Keynes died in 1946, but his ideas lived on. The problem was that “deficit spending” became an all-purpose excuse for more government entitlements rather than the limited recession remedy Keynes envisioned. The U.S. has only had three modest surplus years in the past 50 years; the other 47 years were all deficits.
The U.S. national debt now stands at $21 trillion (not including guarantees and entitlement liabilities) and the debt-to-GDP ratio now stands at 106% (the highest since 1945). Worse yet, the U.S. is past the point where debt creates any growth at all. The U.S. is in a zone where more debt actually hurts growth and slows the economy, while the debt remains.

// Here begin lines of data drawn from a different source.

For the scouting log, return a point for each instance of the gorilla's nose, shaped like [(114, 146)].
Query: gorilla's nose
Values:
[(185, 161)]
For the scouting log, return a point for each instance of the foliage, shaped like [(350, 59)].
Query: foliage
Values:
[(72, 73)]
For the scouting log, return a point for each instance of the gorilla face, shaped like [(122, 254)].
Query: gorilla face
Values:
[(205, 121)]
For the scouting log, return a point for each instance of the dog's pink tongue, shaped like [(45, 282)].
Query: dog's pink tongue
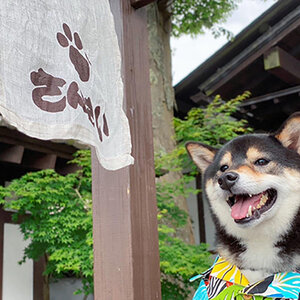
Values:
[(240, 209)]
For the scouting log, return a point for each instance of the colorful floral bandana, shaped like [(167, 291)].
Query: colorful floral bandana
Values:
[(225, 281)]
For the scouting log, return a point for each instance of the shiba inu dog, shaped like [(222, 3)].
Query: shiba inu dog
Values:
[(253, 187)]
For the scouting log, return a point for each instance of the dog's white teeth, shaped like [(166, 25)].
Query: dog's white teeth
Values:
[(249, 211), (263, 199)]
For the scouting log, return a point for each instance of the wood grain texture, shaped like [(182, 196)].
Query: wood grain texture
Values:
[(140, 3), (283, 65), (126, 252)]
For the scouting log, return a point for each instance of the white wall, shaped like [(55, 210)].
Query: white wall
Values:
[(17, 279), (64, 289)]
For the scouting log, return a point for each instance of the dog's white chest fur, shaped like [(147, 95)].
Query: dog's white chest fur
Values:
[(260, 255)]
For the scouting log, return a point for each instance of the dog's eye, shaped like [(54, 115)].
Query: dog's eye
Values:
[(224, 168), (261, 162)]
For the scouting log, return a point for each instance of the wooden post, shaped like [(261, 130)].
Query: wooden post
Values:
[(126, 256)]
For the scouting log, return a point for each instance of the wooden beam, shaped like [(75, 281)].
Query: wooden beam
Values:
[(271, 96), (251, 53), (11, 153), (201, 97), (140, 3), (283, 65), (126, 256)]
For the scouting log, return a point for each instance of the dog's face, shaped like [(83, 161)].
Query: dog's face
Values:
[(253, 179)]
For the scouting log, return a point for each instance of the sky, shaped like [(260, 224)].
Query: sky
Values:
[(188, 53)]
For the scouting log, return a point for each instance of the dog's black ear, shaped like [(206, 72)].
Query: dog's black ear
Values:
[(201, 154), (289, 133)]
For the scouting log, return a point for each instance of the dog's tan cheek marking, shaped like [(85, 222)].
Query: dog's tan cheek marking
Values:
[(271, 168), (226, 159), (253, 154), (210, 188)]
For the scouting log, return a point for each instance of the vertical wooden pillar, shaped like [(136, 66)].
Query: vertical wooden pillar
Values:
[(126, 252)]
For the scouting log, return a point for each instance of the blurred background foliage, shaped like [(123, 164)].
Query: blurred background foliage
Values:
[(56, 211)]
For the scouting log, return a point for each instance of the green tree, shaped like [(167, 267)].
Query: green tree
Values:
[(56, 210), (168, 18)]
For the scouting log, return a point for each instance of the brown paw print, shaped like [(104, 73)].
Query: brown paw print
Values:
[(80, 62), (98, 124)]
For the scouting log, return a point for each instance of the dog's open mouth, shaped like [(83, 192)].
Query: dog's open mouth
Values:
[(246, 207)]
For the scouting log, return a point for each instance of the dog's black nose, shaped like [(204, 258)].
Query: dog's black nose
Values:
[(227, 180)]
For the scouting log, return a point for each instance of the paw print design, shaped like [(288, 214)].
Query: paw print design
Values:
[(81, 63)]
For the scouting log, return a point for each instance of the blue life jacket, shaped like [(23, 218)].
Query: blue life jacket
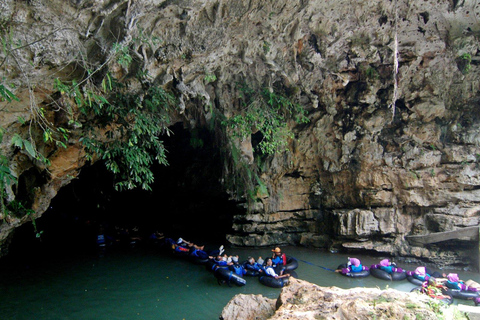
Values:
[(453, 285), (423, 278), (279, 259), (239, 270), (356, 269), (253, 267), (388, 269)]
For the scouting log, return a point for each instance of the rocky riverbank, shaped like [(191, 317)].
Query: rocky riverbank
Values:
[(304, 300), (379, 160)]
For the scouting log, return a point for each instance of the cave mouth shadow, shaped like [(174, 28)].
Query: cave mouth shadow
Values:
[(187, 200)]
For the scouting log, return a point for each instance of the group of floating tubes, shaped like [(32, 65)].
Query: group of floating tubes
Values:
[(227, 274), (447, 294)]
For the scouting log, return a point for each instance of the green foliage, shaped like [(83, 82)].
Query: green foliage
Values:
[(464, 63), (266, 47), (122, 54), (372, 73), (267, 113), (210, 77), (133, 124), (7, 95)]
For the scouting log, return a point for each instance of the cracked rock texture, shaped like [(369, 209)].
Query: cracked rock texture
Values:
[(361, 175), (303, 300)]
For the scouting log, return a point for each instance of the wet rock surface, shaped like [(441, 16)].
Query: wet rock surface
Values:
[(361, 175), (303, 300)]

This article reports on the return of $1 trillion annual deficits under Donald Trump for the first time since the early years of the Obama administration. Both Republicans and Democrats embrace crude versions of Keynes’ original ideas without regard to the fact that there is no stimulus in current conditions and additional debt risks a complete loss of confidence in the U.S. government’s finances and the role of the dollar.
If Keynes were alive today, he’d be the first one to object to such out-of-control spending and profligate debt levels. You can lodge your own objection by getting out of risky assets and into a combination of liquid assets and safe havens such as gold.